Drinks will only be sold in pubs and restaurants.
The trial will be led by the Beverage Advisory Council, which was set up by the government to assess how the legal drinking age in England and Wales should be.
Drinking in pubs is currently allowed only in the city and country.
“We’ve taken the step now to allow a trial to be held in the UK, which will allow people to get a taste of the alcohol, the flavour and the feeling of it, without any barriers to entry,” Mr Lansley told BBC Radio 4’s Today programme.
“There are already around 3,000 pubs in the country.”
We have some of the most attractive locations in the world for drinking, so we are pleased that this trial will allow pubs to get some taste of this alcohol and have a go.
“In the coming months we will have a clearer picture of the impact of the trial on the health of our young people, so it is important that we take the right steps.”
Mr Lansleys speech was also welcomed by Conservative Party leader Philip Hammond.
“It is a positive step to see a trial in the next few months, but it will take some time to see whether the results are positive,” he said.
“This trial will help us better understand how best to protect the health and wellbeing of the millions of young people in the British population.”

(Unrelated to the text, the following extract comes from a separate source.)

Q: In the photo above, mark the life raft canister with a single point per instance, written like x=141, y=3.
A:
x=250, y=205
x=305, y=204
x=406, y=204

The Government has already set out a strategy for public health and drinking to tackle the problem of alcohol misuse and its effects on society.
“This will help to identify the best ways to deal with the problem.”
I believe that public health is a public good and that public support for the alcohol industry is vital to ensuring the best possible outcome for those who are struggling with drinking.
“A previous trial in England had been held but the Government is now confident of its effectiveness.
The first trial will take place from April to July.
The National Institute for Health and Care Excellence will also be involved.
The public will be allowed to drink up to one drink per day.
The trials are funded by a £100 million package of spending cuts.
Drinkers who do not wish to drink at home can also opt for an alternative drink at a licensed establishment.